France warns Britain on eurozone veto
France warned Britain yesterday it could not expect to win veto powers over closer integration of the eurozone single currency area in talks on its own future in the EU.
Negotiations on Britain's demand for key reforms, including safeguarding the pound and its financial system, are going down to the wire with officials preparing feverishly for a crunch EU leaders summit next week.
French Finance Minister Michel Sapin said Britain and its financial system belonged squarely in the European Union and that was France's position.
"Certainly, there are changes to be made, there needs to be more democracy in the workings of Europe but there are also some simple principles to be observed," Sapin said as he arrived for a meeting of EU finance ministers in Brussels.
"The first principle is that the economic and monetary union (of the 19 eurozone countries) is going to be deepened, that it must be deepened, and on that nobody can oppose it," he said.
"We must talk to those countries not in the euro but there can be no veto, no mechanism which could hold up this deepening (of the eurozone," he added.
Britain's finance minister, George Osborne, said he believed there was a "real prospect" of a deal at next week's summit.
Osborne said the finance ministers would discuss among other things "how we make sure we have the right relationship between the countries in the eurozone and outside ... in a way that we make sure we have the best arrangements for financial stability."
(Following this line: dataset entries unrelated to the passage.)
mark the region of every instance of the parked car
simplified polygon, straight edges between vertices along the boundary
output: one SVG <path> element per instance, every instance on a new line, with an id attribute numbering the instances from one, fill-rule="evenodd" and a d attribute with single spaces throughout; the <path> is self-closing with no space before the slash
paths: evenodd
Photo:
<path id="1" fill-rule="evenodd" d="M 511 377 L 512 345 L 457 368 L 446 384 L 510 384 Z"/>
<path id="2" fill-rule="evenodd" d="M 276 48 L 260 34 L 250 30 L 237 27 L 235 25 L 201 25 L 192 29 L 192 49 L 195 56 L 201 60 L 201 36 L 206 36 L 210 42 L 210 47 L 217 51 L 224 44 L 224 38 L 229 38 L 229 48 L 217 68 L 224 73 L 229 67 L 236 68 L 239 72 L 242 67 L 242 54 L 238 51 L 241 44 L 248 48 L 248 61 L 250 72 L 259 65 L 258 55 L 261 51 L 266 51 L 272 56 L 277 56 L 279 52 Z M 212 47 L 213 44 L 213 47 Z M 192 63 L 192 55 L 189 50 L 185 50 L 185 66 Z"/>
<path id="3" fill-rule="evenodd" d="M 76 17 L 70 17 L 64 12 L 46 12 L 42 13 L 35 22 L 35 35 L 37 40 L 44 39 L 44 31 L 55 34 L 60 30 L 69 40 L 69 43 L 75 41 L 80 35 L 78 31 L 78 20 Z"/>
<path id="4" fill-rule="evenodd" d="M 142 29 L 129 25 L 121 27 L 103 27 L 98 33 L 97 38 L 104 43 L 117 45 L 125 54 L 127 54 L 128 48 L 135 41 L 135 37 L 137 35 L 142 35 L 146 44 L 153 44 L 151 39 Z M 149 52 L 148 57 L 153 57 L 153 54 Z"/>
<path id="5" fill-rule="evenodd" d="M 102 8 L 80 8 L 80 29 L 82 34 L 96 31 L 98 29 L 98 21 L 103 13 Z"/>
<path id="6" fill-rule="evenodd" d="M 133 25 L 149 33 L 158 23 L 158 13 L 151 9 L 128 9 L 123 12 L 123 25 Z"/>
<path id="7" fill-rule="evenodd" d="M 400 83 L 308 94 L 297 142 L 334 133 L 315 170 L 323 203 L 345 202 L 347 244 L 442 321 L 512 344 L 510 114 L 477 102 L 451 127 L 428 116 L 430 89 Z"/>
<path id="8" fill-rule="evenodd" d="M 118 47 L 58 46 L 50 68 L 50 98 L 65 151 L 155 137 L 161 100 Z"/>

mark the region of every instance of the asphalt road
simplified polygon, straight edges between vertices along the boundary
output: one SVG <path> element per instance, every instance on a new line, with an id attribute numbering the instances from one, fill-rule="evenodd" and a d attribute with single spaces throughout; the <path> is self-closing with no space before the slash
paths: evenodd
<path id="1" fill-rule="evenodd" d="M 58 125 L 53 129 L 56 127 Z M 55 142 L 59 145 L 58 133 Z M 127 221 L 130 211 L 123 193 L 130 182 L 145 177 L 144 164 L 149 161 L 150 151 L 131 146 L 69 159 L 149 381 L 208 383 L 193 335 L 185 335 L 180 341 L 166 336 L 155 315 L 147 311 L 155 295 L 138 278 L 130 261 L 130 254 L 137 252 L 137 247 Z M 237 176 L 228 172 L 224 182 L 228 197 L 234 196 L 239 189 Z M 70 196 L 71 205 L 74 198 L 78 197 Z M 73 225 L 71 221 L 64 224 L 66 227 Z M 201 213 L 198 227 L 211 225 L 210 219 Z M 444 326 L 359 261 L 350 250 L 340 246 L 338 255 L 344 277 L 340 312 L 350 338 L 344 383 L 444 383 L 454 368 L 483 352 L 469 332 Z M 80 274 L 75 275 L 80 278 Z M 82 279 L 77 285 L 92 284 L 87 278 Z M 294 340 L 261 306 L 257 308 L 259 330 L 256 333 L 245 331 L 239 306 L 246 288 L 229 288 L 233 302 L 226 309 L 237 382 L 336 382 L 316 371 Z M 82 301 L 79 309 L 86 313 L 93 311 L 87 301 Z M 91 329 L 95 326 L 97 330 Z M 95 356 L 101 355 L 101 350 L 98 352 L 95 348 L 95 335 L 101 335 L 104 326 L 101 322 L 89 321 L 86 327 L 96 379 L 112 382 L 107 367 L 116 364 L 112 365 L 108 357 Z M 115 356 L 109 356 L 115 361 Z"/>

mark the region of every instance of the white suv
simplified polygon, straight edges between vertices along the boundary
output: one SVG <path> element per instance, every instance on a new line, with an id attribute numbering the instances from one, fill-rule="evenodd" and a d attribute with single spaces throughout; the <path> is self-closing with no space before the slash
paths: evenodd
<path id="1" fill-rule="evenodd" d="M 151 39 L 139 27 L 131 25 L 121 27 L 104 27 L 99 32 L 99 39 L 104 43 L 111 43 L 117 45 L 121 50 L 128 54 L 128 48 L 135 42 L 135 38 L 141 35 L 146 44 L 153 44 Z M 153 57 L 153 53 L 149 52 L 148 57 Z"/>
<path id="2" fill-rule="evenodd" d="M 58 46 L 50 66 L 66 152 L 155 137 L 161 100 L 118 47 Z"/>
"Getting this all right is absolutely essential to make sure we protect the citizens of the EU and of course in my point of view, to protect the citizens of Britain," he added.
Last week, French President Francois Hollande said there should be no further changes to the compromises worked out to meet British Prime Minister David Cameron's reform demands.
European Council President Donald Tusk earlier this month compiled a package designed to avoid a "Brexit" in a referendum Cameron has promised by end-2017 but which many believe will be held this year, possibly in June.
Among the proposals, there would be a mechanism allowing non-euro countries to raise their concerns about decisions by eurozone nations which may affect their economies.